La société française Ecorep-Piriou remporte la commande de trois navires en Algérie

L a France s’impose dans la fabrication des navires en Algérie. En effet, l’entreprise commune Piriou- Ecorep vient de remporter la commande de trois navires de servitude pour STH, entreprise de gestion et d’exploitation des terminaux marins à hydrocarbures, selon Econostrum.  Affectés dans les ports d’Arzew, Bejaia et Skikda d’ici l’été 2018, ces bateaux longs de 13,85 mètres seront équipés de deux moteurs de 450 chevaux et d’un bollard-pull (puissance de tractation) de 8,8 tonnes.

A souligner qu’Ecorep-Piriou  a enregistré la commande d’un catamaran pour l’exploitation de la ferme aquacole de l’Eurl ZIZOU située à Chlef.
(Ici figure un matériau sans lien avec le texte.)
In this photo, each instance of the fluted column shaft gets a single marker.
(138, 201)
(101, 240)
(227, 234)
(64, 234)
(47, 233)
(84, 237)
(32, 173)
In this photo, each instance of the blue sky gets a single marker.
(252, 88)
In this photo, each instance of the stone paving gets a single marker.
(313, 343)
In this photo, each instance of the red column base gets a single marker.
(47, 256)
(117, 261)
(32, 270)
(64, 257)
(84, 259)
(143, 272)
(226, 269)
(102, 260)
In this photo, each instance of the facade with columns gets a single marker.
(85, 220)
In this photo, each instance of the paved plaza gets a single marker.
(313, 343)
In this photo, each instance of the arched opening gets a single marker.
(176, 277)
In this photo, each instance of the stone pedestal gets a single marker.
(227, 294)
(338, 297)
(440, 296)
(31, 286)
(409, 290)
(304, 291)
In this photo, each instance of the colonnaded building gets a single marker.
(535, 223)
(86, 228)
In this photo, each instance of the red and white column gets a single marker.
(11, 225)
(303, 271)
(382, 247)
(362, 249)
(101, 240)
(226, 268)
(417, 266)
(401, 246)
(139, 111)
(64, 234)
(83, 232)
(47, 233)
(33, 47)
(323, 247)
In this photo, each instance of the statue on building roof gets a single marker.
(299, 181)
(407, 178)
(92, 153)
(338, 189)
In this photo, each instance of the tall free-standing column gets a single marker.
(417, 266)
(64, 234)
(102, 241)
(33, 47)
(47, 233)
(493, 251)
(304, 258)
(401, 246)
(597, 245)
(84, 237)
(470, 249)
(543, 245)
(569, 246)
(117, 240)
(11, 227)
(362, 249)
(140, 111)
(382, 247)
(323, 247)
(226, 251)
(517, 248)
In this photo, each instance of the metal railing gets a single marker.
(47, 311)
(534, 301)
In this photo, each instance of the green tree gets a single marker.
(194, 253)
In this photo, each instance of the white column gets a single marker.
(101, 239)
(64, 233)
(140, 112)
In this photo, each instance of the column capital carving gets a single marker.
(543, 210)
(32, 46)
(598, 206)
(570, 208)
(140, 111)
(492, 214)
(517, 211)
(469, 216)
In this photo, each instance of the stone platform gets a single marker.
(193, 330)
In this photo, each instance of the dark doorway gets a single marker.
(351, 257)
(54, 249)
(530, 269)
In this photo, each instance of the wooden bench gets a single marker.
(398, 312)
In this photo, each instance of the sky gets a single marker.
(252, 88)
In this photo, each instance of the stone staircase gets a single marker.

La livraison de cette unité est prévue en juin 2017 à Ténès.

Implantée à Concarneau en Bretagne, l’entreprise Piriou a posé le pied en Algérie en 2013 puis a fusionné avec Ecorep en 2014. La société française fabrique, à Bou-Haroun Wilaya près de Tipaza (40 km d’Alger), des navires de pêche et de servitude portuaire de 16 à 35 m, avec de l’acier et de l’aluminium, et de 4 à 16 m avec de la fibre de verre.

Notons en outre que même l’Algérie s’est lancé dans la fabrication des navires et le premier plus grand bateau de pêche de fabrication nationale est sorti du chantier de construction navale, Sakomas, d’Azeffoune, en mars 2016. Ce bateau, d’une longueur de 19 mètres et d’une puissance de 450 CV, est construit suivant de nouveaux procédés technologiques, à savoir un mélange de fibre de verre et de résine, des matières connues et reconnues pour leur solidité et leur résistance même en haute mer.

Ce bateau de fabrication locale coûte trois fois moins cher qu’un même bateau d’importation. Son prix est de 23 millions de dinars alors que, par exemple, des bateaux de même longueur importés de Turquie ne coûtent pas moins de 600 000 euros. Rappelons que les ateliers de fabrication de ce chantier situé dans l’enceinte du port d’Azeffoune, ont été réalisés depuis 2011, mais il aura fallu deux longues années d’attente avant de voir les plans établis suivant les modèles coréens être validés par le ministère concerné.